Now, I know damn well what that means and it doesn’t settle well with me. After close to thirty years of working with various SLR cameras, using a phone device to take pictures just doesn’t work for me. Especially when I’m constantly being reminded not to drop it. And while I honestly have not found any way to be creative in the shooting phase, I do find myself enjoying the editing options. Still, the need to bring my Canon, flash and at least one extra lens along with me wherever I go. At least until I get one of those new iPhones with all the cool lenses. Until then, keep shooting.
When leaving the house this morning. I left with no intentions of checking my camera’s battery or making sure the card inside had been cleared, or for a better word, “formatted” the last time I uploaded a session to my laptop. As of late, my newer camera bag. The one I bought to house a rather large 70-200 lens. Seems to be getting heavier and heavier.

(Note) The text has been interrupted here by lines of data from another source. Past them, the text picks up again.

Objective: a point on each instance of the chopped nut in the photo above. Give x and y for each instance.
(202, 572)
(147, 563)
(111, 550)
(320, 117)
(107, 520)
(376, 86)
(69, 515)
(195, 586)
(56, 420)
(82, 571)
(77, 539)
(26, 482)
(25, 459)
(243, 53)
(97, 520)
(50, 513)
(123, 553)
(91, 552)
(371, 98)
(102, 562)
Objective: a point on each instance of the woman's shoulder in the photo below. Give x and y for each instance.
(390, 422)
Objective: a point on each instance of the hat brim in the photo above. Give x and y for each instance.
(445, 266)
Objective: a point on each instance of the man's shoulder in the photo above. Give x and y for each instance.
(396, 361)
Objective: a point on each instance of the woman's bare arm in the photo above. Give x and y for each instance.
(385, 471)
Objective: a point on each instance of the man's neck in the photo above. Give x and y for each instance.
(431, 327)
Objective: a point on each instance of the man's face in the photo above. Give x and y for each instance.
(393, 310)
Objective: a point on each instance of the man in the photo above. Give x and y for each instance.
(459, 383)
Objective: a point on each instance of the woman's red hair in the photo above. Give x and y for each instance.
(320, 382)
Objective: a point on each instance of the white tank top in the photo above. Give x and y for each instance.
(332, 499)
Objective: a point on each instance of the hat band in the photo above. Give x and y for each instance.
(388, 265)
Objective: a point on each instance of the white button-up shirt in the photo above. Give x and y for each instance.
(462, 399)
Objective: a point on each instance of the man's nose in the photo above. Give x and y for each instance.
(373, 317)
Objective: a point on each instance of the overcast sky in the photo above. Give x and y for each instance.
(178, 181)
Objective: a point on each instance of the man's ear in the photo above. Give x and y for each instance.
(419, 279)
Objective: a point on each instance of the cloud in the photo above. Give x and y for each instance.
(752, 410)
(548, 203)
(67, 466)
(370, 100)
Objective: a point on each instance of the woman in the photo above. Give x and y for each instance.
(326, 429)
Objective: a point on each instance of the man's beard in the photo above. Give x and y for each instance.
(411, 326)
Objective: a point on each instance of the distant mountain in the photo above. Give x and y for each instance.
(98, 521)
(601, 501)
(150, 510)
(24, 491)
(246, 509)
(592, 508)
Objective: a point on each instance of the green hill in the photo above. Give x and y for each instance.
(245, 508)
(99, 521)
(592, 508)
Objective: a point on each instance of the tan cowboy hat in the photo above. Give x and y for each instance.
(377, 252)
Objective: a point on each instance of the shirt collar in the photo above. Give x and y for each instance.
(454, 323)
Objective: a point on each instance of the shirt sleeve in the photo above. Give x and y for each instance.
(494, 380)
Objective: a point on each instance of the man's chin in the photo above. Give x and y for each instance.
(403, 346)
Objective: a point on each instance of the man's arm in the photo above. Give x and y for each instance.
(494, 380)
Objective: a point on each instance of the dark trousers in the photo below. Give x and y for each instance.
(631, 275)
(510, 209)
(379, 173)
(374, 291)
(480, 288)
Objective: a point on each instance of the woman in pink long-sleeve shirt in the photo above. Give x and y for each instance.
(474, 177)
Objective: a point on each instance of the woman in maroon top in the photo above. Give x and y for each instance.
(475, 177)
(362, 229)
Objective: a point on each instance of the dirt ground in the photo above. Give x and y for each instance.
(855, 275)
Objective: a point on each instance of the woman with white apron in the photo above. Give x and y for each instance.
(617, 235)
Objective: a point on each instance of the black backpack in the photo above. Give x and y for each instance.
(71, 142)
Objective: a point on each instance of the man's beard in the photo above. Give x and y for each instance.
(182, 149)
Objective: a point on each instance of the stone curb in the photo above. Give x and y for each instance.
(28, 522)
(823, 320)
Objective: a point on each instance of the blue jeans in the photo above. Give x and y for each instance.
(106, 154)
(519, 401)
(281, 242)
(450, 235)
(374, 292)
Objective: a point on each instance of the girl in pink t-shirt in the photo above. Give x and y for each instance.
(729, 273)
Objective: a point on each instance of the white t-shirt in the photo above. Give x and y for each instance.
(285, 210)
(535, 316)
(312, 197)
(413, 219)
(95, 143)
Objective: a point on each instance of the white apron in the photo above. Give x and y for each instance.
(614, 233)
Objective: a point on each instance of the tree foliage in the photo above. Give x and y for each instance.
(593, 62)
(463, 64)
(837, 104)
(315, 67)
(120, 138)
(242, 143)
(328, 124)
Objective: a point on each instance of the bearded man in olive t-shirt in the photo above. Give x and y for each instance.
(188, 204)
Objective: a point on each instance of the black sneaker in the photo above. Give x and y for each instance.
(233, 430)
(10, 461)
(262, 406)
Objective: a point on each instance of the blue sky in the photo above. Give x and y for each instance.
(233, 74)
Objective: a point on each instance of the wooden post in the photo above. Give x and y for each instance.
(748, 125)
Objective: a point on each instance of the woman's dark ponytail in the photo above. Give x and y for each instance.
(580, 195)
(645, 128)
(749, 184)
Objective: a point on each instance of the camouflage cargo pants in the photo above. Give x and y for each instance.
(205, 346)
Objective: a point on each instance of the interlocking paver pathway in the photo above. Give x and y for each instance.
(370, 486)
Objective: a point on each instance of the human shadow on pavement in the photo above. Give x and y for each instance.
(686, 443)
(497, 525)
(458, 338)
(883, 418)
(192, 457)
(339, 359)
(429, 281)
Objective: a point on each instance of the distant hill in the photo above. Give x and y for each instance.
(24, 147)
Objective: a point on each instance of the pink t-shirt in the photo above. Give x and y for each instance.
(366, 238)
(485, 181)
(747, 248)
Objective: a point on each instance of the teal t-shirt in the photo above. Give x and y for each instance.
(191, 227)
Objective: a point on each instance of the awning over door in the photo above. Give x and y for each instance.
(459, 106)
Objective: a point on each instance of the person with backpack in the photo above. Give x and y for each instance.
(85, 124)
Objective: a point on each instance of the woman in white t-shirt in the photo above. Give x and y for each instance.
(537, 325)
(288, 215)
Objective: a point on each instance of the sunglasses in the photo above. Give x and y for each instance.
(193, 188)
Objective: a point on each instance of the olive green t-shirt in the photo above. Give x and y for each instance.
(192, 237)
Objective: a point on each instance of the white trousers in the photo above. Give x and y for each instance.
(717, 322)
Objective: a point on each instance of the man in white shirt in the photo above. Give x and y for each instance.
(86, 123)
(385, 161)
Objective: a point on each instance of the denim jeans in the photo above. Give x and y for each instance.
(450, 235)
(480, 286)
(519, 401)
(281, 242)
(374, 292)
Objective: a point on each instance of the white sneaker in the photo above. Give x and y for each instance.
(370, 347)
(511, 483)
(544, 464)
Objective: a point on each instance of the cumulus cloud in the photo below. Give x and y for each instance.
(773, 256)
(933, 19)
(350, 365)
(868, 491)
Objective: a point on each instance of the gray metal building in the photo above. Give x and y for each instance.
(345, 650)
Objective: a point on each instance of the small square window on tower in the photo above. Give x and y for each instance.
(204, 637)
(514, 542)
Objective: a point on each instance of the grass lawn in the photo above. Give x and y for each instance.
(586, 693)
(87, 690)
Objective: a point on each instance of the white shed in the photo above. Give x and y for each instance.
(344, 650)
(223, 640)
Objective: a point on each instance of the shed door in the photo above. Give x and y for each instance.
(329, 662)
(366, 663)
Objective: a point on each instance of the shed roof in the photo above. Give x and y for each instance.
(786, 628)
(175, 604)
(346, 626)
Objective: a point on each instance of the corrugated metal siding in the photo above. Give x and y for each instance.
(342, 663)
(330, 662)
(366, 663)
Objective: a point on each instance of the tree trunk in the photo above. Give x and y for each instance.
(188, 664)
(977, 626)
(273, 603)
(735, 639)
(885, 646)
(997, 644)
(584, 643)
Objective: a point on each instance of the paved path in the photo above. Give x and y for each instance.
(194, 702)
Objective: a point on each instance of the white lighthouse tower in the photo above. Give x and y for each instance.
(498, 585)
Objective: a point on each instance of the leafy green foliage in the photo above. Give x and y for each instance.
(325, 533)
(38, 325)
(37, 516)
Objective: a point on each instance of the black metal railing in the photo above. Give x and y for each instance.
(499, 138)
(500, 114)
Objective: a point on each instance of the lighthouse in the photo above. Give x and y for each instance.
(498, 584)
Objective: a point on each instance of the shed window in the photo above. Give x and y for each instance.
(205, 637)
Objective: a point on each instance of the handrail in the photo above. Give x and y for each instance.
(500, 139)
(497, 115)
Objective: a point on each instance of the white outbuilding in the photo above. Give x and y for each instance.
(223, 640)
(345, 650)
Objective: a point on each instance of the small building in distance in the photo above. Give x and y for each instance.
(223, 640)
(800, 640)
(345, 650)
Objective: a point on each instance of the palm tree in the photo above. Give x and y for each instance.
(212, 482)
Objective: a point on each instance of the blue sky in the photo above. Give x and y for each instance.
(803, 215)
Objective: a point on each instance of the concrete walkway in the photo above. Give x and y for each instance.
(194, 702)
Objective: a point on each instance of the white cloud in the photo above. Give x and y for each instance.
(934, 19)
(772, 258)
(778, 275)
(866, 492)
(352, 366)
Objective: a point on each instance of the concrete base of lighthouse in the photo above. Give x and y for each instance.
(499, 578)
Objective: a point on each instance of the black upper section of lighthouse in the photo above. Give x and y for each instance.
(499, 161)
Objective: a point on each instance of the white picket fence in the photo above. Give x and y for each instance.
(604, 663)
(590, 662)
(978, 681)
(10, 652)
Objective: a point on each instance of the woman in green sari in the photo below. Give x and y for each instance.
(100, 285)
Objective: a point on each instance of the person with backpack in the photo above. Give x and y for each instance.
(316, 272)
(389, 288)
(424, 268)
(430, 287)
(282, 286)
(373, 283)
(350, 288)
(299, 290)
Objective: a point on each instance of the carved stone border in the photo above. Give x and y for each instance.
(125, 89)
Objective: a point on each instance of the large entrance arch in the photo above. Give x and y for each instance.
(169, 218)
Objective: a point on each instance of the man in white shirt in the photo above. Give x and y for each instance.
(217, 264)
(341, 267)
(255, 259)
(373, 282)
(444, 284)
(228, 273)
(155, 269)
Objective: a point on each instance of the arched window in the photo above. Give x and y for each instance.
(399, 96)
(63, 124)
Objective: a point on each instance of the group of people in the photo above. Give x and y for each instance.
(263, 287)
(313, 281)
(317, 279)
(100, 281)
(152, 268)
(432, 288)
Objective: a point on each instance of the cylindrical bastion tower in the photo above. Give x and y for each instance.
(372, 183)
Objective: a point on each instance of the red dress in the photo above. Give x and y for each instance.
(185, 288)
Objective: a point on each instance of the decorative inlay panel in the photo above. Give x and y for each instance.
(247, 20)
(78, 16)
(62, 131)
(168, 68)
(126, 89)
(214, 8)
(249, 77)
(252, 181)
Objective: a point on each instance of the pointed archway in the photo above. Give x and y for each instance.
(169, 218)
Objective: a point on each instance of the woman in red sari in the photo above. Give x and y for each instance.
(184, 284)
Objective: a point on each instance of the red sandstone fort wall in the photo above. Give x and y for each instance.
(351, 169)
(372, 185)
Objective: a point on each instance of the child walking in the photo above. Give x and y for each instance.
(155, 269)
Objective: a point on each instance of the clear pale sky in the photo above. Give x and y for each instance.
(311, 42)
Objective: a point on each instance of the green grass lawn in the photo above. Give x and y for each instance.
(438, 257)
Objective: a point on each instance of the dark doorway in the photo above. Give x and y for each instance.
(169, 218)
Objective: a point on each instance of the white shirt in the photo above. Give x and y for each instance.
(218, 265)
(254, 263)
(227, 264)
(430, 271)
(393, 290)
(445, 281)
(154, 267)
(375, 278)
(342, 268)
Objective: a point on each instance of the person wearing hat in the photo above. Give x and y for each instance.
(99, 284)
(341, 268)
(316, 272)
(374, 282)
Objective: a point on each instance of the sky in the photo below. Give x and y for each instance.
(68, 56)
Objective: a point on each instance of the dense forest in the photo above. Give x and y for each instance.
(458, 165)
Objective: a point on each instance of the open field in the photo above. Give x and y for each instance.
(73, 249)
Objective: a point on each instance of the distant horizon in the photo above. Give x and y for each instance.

Truth be told, I’ve gotten lazy and though not seeing nearly as many as many photographers and more phones being used to capture the moment makes me cranky. I can’t help think that maybe I should be changing with the times. However, with my stumbling, fumbling, shutting off and often having to remove my thumb from the picture i’m trying to compose. Chances are I’ll be holding on to my film and DSLR’s for years to come. And while there’s no doubting my regret of not taking my camera long with me for such a picturesque trip. I was pretty satisfied with some of the images I managed to capture with my phone.
With just over a week in Columbia City underway and still much unpacking to do. I’ve felt a bit overwhelmed by what I see as clutter and distraction. And while the second bedroom has been my place to get away from the TV. The room itself is a clutter filled combination of records, CD’s and photo equipment. Heading up to the spacious and welcoming roof deck has become the most calming and peaceful place I’ve found. So after a long week of collapsing boxes and trying to figure out where things should go. A trip upstairs with the camera was just what I needed. Fresh air and a fresh perspective can go a long way in clearing the mind and bringing on positive thoughr. Here’s to finding your space.
For years now, our weekends have included road trips that have taken us to many cities, states, farms and out of the way eating destinations. Some of my favorite have been out to the countryside where we get to enjoy things that us city folk don’t get to enjoy during the work week. And with all the roadside attractions and calls to “Stop the car. I’m getting out.” It’s a near miracle we ever get to our final destination. With all the recent verbal onslaghts of “People live here, you know.” and “You’re on private property.” I have learned to choose the ground I tread on lithely. In this case, with a 50 mm lens. I was able to keep a safe distance. Though no one showed up or emerged from the collapsing structure. I definitely felt a presence and history as I walked among the ruins.
Armed with a recently purchased tripod and a fresh out the box circular polarizer. I headed south on Rt. 9 to Fords Ave. for one of my favorite spots to photograph sunsets. After an over priced and underwhelming slice of pizza and a quick stop in at my friendly, way out of the neighborhood record store. (You know the one that prices every fucking item in the store higher than anyone else on the planet.) I made my way towards the power lines and set up my tripod in time to watch the sun slowly set over the industrial setting.
To add to the industrial feel the scarecrow like towers offer were too larger than life objects that looked to be a skateboarders wet dream. The barrels, wide enough to drive a car through and hollow enough to deliver ear shattering echoes. While it’s taking me a bit of time to get used to working on a tripod. According to a friend and mentor. It’s a much needed step in my growth as a photographer. As for the filters. I owe a thank you to the sales woman at Adorama for her recommendations and taking the time to make fun of the old, crappy filter that was attached to the lens I brought in.